Tuesday, May 19

“This movie’s gonna be hell.”

So says Sophie Thatcher’s Elle fairly early on in Nicolas Winding Refn’s visually striking “Her Private Hell,” cheekily and accurately predicting the nightmare that’s to come. To even call the film a nightmare feels like a reductive way of describing the feverish purgatory that Refn thrusts us into. More closely resembling his underrated and underseen recent series, “Copenhagen Cowboy,” the director’s return to feature filmmaking is still a captivating cinematic experience all its own, launching us into a loosely connected series of vignettes that are erotic, gruesome and more than a little all over the place.

And yet, in the end, despite all the ways it very nearly gets lost in itself, it proves to be an ultimately captivating and uncompromising vision. That it could easily be seen as both Refn’s best or worst is what makes it such an interesting Rorschach test. It won’t win him any new fans, but that’s more than fine as those who’ve been awaiting his return to cinema after his foray into television wouldn’t want it any other way.

Premiering Monday at the Cannes Film Festival, the plot, for what little it matters, involves a luxurious apartment high up above a seemingly futuristic city that’s being consumed by mist. It’s there where we first meet Elle as she returns home from somewhere, seemingly both at ease and yet also anxious about what the future holds. She’s hurt by the recent departure of her father, a bizarre, brutal man who lights a match on his ear when we first meet him, and seems like she’s just trying to hold onto her sanity.
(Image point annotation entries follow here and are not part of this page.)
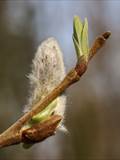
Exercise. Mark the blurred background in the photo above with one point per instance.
(93, 104)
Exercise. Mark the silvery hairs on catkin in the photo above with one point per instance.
(47, 72)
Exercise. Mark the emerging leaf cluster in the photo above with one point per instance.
(80, 37)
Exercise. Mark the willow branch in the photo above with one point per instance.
(15, 134)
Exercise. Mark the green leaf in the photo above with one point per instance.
(77, 48)
(77, 27)
(80, 37)
(84, 39)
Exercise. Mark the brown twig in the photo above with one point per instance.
(15, 134)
She’ll spend time with strangers, including a troubled man played by a scene-stealing Charles Melton, and friends alike, though a shadowy figure capable of inflicting great harm on all she has left looms largest. How much of this is real? That matters less than how deeply alive it all feels and how much the film grabs you by the throat.
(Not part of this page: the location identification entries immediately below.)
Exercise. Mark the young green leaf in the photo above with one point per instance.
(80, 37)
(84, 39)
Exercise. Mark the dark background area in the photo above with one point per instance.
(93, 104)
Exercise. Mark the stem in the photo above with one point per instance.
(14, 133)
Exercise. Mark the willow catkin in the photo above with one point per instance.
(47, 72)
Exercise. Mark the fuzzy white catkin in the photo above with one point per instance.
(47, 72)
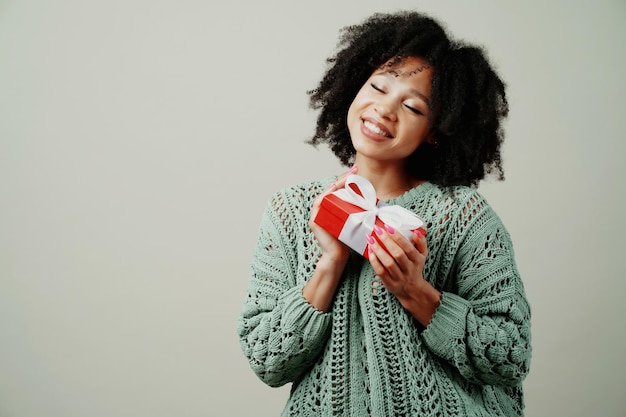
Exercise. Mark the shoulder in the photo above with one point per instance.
(464, 205)
(456, 197)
As we get taken deeper and deeper into Elle’s mind, Refn, increasingly more interested in being a visual stylist unbound by narrative convention than he is the filmmaker who made the tense, tightly-constructed thriller “Drive,” pushes himself further than he ever has before. At many points, including an extended riff on “Star Trek,” he very nearly loses himself in what seems to be a film within the film that pointedly acknowledges the production within the production (the film won’t fix them, a character acknowledges at one key painful moment). But every time Refn comes close to losing us as an audience, there’s always a stunning visual pulling us back in.
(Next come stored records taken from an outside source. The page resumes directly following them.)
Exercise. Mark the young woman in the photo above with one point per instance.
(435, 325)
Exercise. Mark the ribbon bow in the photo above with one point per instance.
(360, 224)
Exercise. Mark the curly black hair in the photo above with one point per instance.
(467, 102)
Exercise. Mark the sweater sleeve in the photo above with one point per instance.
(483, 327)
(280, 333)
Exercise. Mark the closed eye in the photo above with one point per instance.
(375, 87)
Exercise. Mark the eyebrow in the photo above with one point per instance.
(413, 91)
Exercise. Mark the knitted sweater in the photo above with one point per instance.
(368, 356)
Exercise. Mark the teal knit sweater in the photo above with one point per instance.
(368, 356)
His film, while definitely still an emotional, often darkly comic journey, is also primarily a series of visceral, vibrant and increasingly violent visions that you have to let wash over you. Fight the current and you might find yourself drowning. But for those willing to let go, there’s so much joy to be found in the film’s trip downstream into hell.

There are flashbacks and flash forwards, half-remembered dreams and stories of mythic figures, all of which are bathed in the neon light that Refn just can’t get enough of. However, none of this is just style for the sake of it. The way he uses it to catch characters in various stages of fear, excitement, grief and eventual joy, the flashes of each bringing into focus all the extreme angles of their faces, is quite breathtaking. More than the bursts of visceral violence, it’s Refn’s vibrant command of visuals that proves most exhilarating. Even if there was less plot, the consistently dark beauty of the film would be enough to carry it forward.

At the same time, Refn has found a perfect creative collaborator in Thatcher. A continually surprising performer, who broke out in “Yellowjackets,” but who was doing plenty of great work around that, including in the underrated sci-fi stunner “Prospect,” she gives what may be her most daring performance yet here. She goes from being more wounded and alone to vindictive and cruel in the blink of an eye, capturing all the various rough edges to the character even when just surveying a scene with her piercing stare. As one scene blurs into another, she remains a grounding, graceful force, capable of cracking a sly joke just as she is a dramatic monologue about how everything is falling apart.

When it does eventually fall apart, or at least fall more apart, both Refn and Thatcher let everything loose. The colors get more extreme, bringing the faces of the cast into harsher and harsher focus, and the performances more unhinged. Thatcher, almost channeling Jack Nicholson from “The Shining,” cackles and careens her way through the once tranquil apartment, seemingly right on the cusp of madness before pulling us back in close for a more unexpectedly moving, yet still plenty macabre, finale. Her cracked expression pulling together in a slight smile in the final frames is both emotionally profound as it is petrifying. It’s a tough balancing act to pull off, but both she and Refn make it look easy.

The film is still very much not for everyone or, potentially, even anyone other than Refn himself. If you haven’t connected with his prior work, which looks downright restrained compared to this, you will likely be incredibly put off and alienated by everything playing out here. But for those who’ve appreciated the way the filmmaker has increasingly stripped away plot to get right to making the equivalent of nightmarish neon paintings, it’s really something special.

As with all his films, your mileage still may vary with how far along you’re willing to go with Refn. But for those who have been looking for him to take things even further, it’s wonderful to see him cooking with gas once more and setting the screen alight.

Her Private Hell” will release in theaters July 24 via Neon.